Fig 1.
DeepPep takes as an input a set of strings for sequences of all the protein matches to an observed peptide. (A) To train the model for a specific peptide, each protein sequence string is converted to binary with ones where the peptide sequence matches that of the protein sequence, and zero everywhere else. (B) A CNN is then trained to predict the peptide probability. A peptide probability is the probability that the peptide that is identified through a database search from the mass spectra is the correct one. (C) The effect of a protein removal to a peptide probability is then calculated for all proteins and all peptides. (D) Finally, we score proteins based on differential change of each protein in CNN when it is present/absent.
Fig 2.
Input peptide constructs the n set of input sequences where n is the number of all proteins and the position of the input peptide is marked in binary mode. For example, the input peptide (TRPAY) marks ones where it has matches in each of protein sequences, otherwise zeros. The input sequence is processed in four sequential convolution layers where a pooling layer and dropout are applied between each. Fully connected layer is applied after the fourth convolution layer, which produces the output value of predicted peptide probability. ReLU function was used for all transformations.
Fig 3.
ROC (Receiver Operator Characteristic) and PR (Precision Recall) curve of DeepPep and five other methods for seven independent datasets.

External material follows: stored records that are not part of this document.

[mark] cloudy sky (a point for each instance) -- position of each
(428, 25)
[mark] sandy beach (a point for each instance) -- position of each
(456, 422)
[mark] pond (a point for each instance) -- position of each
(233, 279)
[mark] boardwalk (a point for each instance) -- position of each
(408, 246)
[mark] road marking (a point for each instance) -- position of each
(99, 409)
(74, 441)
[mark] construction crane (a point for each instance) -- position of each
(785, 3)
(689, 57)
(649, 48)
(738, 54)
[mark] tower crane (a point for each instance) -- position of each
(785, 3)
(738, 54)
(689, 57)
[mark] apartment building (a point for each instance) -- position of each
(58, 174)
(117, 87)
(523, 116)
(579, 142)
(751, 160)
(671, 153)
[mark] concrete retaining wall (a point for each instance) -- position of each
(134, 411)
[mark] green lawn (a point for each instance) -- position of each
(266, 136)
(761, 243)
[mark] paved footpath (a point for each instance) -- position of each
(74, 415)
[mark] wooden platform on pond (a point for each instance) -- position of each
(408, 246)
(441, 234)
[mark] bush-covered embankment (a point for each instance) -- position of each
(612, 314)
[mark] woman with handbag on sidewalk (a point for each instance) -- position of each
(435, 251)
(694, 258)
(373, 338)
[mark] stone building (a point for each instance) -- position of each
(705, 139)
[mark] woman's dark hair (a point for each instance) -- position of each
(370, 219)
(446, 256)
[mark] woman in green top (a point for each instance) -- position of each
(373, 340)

ANN-Pep uses the same framework of DeepPep except that its neural network architecture doesn’t employ convolution layers. Among 18 different configurations of ANN-Pep, the configuration with best performance is shown. Complete results of ANN-Pep are shown in S5 Table (in S1 Text).
Fig 4.
(A) F1-measure of DeepPep and four other methods for three independent sources. F1-measure was computed for positive predictions, and negative predictions. (B) Precision of degenerate proteins (proteins that have peptides with multiple protein matches) was measured for each of three datasets. That is, the proportion of degenerate proteins being known among all degenerate proteins predicted as known. The final list of inferred protein set is decided by top-k ranked proteins, where k is 38, 43, 51, 3405, 316, 282, 1316 for 18 Mixtures, Sigma49, USP2, Yeast, DME, HumanMD, and HumanEKC, respectively. As in [8], the value of k is determined by the number of proteins having probability of 1.0 computed by ProteinProphet [4]. LP; ProteinLP, PL; ProteinLasso.
Fig 5.
Visualization of underlying processes in DeepPep.
(A) Changes in peptide probability owing to protein absence are visualized in heat map for all peptides and for all proteins in 18Mix dataset. Left bar indicates the mean changes across all peptides for each protein and it is in the decreasing order from bottom. Right bar marks known proteins in orange. (B) Mean changes of each convolution layer for known protein and unknown protein. (C) Visual representation of the averaged intermediate values for the protein P00722 in four convolutional layers for processing 68 input peptides having matches in the protein in DeepPep.
Table 1.
Comparison of computational efficiency of five protein inference methods over six datasets.
We ran three times for each method on the computer (Two Intel E5-2630 v3 2.4GHz CPUs with eight cores with 64GB of RDIMM RAM). PLP; ProteinLP, MSB; MSBayesPro, PL; ProteinLasso. HMD; HumanMD dataset, HEKC, HumanEKC dataset.